Step 4: Create a Dashboard

resource "aws_cloudwatch_dashboard" "service_health" {
  dashboard_name = "${var.service_name}-health"

  dashboard_body = jsonencode({
    widgets = [
      {
        type   = "metric"
        width  = 8
        height = 6
        properties = {
          title  = "Request Rate (RPM)"
          period = 60
          stat   = "Sum"
          metrics = [["PaymentService", "RequestCount"]]
        }
      },
      {
        type   = "metric"
        width  = 8
        height = 6
        properties = {
          title  = "Error Rate (%)"
          period = 60
          stat   = "Average"
          metrics = [["PaymentService", "ErrorRate"]]
        }
      },
      {
        type   = "metric"
        width  = 8
        height = 6
        properties = {
          title  = "p99 Latency (ms)"
          period = 60
          stat   = "p99"
          metrics = [["PaymentService", "Latency"]]
        }
      }
    ]
  })
}

Common Anti-Patterns

Anti-Pattern Problem

Unstructured logging (plain text)

Not machine-parseable; log searches are tedious; trace ID correlation impossible

Logs without trace ID

Requests cannot be tracked across services; root cause analysis takes hours

No log retention

Costs grow without bound; compliance violation (GDPR: no unlimited data storage)
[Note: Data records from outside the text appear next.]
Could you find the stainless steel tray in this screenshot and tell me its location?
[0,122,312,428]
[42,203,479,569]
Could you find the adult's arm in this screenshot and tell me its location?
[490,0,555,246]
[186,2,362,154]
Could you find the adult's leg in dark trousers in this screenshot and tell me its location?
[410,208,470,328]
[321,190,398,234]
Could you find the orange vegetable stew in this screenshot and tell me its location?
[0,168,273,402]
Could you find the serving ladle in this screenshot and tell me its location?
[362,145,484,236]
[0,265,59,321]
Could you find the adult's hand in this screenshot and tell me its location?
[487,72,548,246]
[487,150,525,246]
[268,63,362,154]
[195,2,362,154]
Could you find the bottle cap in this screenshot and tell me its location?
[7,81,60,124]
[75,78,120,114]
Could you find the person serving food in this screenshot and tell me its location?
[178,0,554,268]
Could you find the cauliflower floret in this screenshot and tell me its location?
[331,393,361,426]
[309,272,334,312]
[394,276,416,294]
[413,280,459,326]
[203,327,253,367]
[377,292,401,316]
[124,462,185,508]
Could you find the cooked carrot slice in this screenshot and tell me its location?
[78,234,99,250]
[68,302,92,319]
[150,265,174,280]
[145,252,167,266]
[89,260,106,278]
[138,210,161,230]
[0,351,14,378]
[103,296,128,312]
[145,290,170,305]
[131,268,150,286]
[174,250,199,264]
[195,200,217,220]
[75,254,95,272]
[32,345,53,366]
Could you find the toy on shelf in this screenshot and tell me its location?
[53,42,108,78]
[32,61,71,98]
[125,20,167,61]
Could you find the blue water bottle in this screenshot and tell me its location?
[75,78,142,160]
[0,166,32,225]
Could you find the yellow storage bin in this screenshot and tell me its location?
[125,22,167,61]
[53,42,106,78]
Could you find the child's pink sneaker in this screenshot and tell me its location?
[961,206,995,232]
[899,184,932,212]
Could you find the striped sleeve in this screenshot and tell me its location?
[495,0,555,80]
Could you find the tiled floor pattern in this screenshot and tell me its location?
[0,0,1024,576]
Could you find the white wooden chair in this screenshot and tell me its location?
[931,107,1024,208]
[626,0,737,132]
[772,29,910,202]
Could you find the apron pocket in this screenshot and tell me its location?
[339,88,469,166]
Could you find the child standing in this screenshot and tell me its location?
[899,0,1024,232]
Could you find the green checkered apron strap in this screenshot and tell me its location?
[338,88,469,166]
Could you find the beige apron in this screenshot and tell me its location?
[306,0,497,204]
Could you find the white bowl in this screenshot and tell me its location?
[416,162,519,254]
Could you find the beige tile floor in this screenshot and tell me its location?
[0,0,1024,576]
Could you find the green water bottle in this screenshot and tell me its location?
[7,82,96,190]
100% sampling rate in production

Tracing costs explode under high traffic; alternative: adaptive sampling

Sensitive data in logs

GDPR violation; PII, passwords, tokens in logs are a security incident

Dashboard without alerting

Dashboard is only checked when someone looks; symptoms go unnoticed until users complain

Metrics

  • Log availability: Are logs available in the aggregation platform within 60 seconds? (target: yes)

  • Trace coverage: % of services with configured distributed tracing (target: 100%)

  • MTTR correlation: Time to diagnosis with vs. without tracing (measure at postmortems)

Maturity Levels

Level Characteristics

Level 1

Unstructured logs in files; no central aggregation; no tracing.

Level 2

Logs centrally aggregated; basic dashboards; no distributed tracing; no structured format.

Level 3

Structured JSON logs with trace ID; distributed tracing configured; RED metrics; log retention.

Level 4

OpenTelemetry vendor-agnostic; SLO-based alerting on metrics; trace sampling optimized.

Level 5

Full correlation of logs/traces/metrics; observability-as-a-product with internal SLAs.